I had lost interest by the time we get to Eli Sunday's triumphant return as a well-dressed, successful holy man, visiting "such an old friend" Daniel, at Daniel's beautiful California mansion. A tradition story arc suggests Daniel will take vengeance for Eli having forced him to confess his sins in public. But the film has shown an interest in bucking trends. So will a drunk, declining Daniel summon up the will and strength to confront the ascendant Eli? Will blood be spilled as the film's title suggests? Oh wait, Eli is not successful. He's lost a fortune in the market. Will Daniel suddenly show some compassion? Do I care about these sudden revelations? Oh wait, it is traditional after all. A beat-down and the credits role.
A good attempt but ultimately disappointing in my opinion. If a film insists on departing from the traditional path, it must do so for a reason.
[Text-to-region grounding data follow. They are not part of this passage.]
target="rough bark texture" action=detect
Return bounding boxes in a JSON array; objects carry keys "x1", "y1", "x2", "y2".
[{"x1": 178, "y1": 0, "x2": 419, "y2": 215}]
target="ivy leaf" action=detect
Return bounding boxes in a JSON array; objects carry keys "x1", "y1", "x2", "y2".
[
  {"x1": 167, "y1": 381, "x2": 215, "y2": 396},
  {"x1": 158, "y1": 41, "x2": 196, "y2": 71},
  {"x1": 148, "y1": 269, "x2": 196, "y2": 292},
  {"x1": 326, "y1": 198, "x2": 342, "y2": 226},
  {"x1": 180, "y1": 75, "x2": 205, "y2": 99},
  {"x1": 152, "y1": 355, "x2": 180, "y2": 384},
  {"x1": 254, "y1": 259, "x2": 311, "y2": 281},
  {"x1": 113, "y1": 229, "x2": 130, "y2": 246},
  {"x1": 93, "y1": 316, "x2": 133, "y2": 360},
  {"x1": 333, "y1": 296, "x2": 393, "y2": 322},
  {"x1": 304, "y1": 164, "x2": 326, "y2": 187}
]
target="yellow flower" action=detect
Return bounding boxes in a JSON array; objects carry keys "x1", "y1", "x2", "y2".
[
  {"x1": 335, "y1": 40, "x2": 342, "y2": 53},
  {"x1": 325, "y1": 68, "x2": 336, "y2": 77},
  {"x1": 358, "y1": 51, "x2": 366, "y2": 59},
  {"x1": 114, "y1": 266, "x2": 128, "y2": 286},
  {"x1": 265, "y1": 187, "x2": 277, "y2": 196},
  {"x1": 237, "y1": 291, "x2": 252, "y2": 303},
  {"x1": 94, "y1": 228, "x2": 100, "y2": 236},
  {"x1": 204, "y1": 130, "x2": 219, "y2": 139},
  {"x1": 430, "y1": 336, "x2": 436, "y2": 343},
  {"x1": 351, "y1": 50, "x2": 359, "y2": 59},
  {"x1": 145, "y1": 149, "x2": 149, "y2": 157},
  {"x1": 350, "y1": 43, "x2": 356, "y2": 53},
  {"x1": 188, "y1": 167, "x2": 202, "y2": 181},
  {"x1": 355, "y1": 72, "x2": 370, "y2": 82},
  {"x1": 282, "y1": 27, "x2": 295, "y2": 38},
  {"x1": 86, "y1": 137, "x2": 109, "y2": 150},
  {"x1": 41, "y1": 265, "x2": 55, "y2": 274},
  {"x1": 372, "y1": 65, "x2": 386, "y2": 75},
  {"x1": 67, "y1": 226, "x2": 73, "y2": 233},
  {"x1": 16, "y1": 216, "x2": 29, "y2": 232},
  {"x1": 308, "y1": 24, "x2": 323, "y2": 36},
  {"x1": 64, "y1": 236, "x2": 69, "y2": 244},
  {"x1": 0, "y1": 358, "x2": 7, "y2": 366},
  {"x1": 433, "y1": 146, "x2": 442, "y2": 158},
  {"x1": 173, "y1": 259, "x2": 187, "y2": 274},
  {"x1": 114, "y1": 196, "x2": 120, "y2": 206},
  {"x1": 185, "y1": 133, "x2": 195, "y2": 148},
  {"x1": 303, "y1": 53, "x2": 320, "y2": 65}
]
I can't see what was accomplished by this film's journey.
My sister responds:
Thanks, as always, for sharing your thoughts on the film. I cannot be as sharp in my analysis, as it has been a while since I’ve seen it, but I will make one comment. I think the slow, plodding, anticipatory pace of the film is apt, at least in one sense. The flatness and pace of the movie echo the long wait/search for oil. (“There Will Be Blood” is the filmmaker’s title; Upton Sinclair’s book from which the film is adapted is called, simply, “Oil!”) For Daniel Plainview, it is the process of finding and extracting the oil that defines his character, more so than the payoff that oil-ownership brings. The opening scene encapsulates the meticulousness of the process, chipping away rock slowly slowly, alone, quietly, in the dry western dust.
Anyway, I enjoyed the film. And I do agree with some of your readings of the plot development. I’ve never read the book, but it would probably make an interesting comparison. I remember hearing that the screenwriter made significant changes.
Good point about the pacing. And you’re right, it is interesting to compare novels and screenplays. The only one I can think of at the moment that I have some expertise in is Lord of the Rings.
I know I can be argumentative about films, but that’s actually a good sign. It means the film provoked me in some way- which is what I want out of a film. It’s strange. Sometimes I let things slide. Like with Gran Torino. I guess I liked it because of Clint Eastwood’s brooding presence. At Thanksgiving when we discussed the film briefly, Mom and Uncle B. made some good points against the film, and I thought, they’re right, those really are weaknesses.
Maybe I’m more critical of the very good films because my expectations are higher? Or maybe I get aggravated when I feel like I’m watching filmmaking technique and not storytelling.